Shelley Puhak, in her non-fiction debut, focuses on the “murderous rivalry” of two sixth-century queens, Fredegund and Brunhild. By choice of subject and explicit reference, Puhak evokes the woman-versus-woman lethal drama of Game of Thrones. It makes for an exciting story, but it is worth recognising that Fredegund and Brunhild stood in a panoply of powerful medieval women, who drew from a menu of political means and often worked together. Otherwise we risk letting the GoT paradigm — in which commanding women must be vicious and at each other’s throats — distort our view of (historical) female rule.

Puhak’s achievement is to awaken characters of a distant age. Fredegund and Brunhild lived in the shadowy world of sixth-century Merovingia, the conglomeration of kingdoms in what is now France, the Low Countries and part of Germany. Amid crumbling Roman splendour, the Merovingians played out their political machinations. Fredegund was a palace slave who elbowed her way to the throne. The mistress of Chilperic I of Neustria, she engineered his separation from his first wife, and probably the murder of his second, Galswintha.

It was this murder that lit a life-long enmity with Brunhild. This Visigothic princess, who married Sigibert I of Austrasia, was Galswintha’s sister. When Sigibert was assassinated, apparently on Fredegund’s orders, the two queens propelled themselves into plot and counterplot to secure their family’s advancement at the other’s expense. The favoured weapon was assassination: The Dark Queens racks up a body count to rival a mob drama.
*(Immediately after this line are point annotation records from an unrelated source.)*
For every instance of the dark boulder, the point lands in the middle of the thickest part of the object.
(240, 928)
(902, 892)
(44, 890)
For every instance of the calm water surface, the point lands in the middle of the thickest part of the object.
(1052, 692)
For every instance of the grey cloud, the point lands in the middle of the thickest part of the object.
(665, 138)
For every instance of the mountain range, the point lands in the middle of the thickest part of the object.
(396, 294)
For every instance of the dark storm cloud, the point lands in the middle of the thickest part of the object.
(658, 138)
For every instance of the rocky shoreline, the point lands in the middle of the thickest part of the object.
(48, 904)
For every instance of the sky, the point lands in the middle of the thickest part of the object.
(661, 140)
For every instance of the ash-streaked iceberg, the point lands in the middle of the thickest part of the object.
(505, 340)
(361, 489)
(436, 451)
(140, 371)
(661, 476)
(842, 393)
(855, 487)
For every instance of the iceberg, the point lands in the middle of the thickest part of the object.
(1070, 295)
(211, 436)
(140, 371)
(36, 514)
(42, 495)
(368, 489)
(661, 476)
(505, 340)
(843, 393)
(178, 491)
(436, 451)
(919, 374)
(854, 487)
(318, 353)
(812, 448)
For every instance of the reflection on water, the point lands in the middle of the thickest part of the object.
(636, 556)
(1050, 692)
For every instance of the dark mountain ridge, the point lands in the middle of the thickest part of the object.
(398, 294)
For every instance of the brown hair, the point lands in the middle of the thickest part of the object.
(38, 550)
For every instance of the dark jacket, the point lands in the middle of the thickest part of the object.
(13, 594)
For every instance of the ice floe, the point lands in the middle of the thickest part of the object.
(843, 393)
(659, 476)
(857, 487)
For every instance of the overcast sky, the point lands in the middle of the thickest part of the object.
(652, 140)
The lives of female leaders of the era are often frustratingly beyond our reach

Other strategies are revealed through Puhak’s minor characters. Radegund was enslaved in war as a child by Clothar I and made to marry him, but abandoned her marriage for a life of chastity, founding a religious community in Poitiers. Protected and empowered by her status as a holy woman, she wielded significant political influence.

The lives of female leaders of the era are often frustratingly beyond our reach. Fortunately, Fredegund, Brunhild and Radegund are described by Gregory, Bishop of Tours and the greatest chronicler of the age. As a political player, Gregory knew his subjects personally, and weaved their careers into his History of the Franks.
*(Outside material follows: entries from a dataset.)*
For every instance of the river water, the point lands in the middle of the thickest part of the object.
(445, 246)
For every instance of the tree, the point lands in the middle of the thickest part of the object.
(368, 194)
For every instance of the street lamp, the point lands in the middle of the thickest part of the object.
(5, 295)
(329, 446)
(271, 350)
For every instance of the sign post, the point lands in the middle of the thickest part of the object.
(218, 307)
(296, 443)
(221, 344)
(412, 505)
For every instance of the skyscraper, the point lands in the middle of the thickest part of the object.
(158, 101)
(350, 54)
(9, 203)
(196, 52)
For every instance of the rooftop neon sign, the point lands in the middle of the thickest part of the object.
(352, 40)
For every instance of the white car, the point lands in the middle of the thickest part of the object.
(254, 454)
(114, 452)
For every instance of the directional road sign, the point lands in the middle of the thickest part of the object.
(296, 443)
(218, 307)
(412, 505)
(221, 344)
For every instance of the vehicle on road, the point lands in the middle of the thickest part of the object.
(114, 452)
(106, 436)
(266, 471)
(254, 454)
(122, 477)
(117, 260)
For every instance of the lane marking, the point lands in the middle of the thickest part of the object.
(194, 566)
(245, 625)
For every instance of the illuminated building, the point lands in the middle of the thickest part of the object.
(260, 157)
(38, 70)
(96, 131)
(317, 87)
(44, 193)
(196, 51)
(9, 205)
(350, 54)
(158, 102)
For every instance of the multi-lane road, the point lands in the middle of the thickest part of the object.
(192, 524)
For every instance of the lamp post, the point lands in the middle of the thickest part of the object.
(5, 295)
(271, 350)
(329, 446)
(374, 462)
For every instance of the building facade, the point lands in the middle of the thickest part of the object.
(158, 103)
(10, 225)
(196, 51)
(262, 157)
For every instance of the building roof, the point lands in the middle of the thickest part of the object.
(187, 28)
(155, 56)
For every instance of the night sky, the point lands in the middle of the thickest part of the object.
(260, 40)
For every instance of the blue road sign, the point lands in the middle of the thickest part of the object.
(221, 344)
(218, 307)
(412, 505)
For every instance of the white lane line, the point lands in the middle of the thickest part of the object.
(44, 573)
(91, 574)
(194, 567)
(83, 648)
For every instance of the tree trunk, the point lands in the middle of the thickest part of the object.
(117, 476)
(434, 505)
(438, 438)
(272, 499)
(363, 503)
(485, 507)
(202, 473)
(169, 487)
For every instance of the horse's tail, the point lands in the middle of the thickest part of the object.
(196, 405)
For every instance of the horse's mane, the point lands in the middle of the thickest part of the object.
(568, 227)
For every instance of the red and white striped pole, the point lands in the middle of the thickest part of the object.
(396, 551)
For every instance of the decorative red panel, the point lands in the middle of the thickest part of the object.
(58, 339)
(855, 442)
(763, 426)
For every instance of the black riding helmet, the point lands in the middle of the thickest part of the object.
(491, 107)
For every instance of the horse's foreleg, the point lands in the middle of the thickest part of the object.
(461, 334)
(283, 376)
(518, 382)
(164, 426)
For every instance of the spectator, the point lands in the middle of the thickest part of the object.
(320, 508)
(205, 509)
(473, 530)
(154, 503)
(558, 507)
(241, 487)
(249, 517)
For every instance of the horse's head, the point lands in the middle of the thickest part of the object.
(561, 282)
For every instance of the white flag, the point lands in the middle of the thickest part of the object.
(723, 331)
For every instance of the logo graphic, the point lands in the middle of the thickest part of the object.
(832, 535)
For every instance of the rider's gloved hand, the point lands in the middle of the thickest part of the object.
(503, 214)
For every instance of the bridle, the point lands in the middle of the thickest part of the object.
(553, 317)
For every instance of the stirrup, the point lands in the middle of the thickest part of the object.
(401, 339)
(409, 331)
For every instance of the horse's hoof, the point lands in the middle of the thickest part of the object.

As illuminating as Gregory’s History is, its dominance means we often see these queens only through his eyes. Puhak counteracts this by reading Gregory’s portrayal against the grain, and drawing where possible from the poet Venantius Fortunatus. She also uses archaeological evidence to paint their physical world, and gilds their stories with imagined scenes.

Ultimately, Puhak puts the “dark” in Dark Queens by conveying the precariousness of their lives with an empathy that makes the story all the more unsettling. By the final chapters, I wanted to applaud Fredegund and Brunhild just for surviving to a reasonable age, though there was to be no happy ending. While Fredegund died (probably) of natural causes, Brunhild was delivered to Fredegund’s son, Clothar II. She was tied to horses and pulled to pieces.

These are stories that deserve to be more widely known. Brava to Shelley Puhak for bringing Fredegund and Brunhild out of the darkness.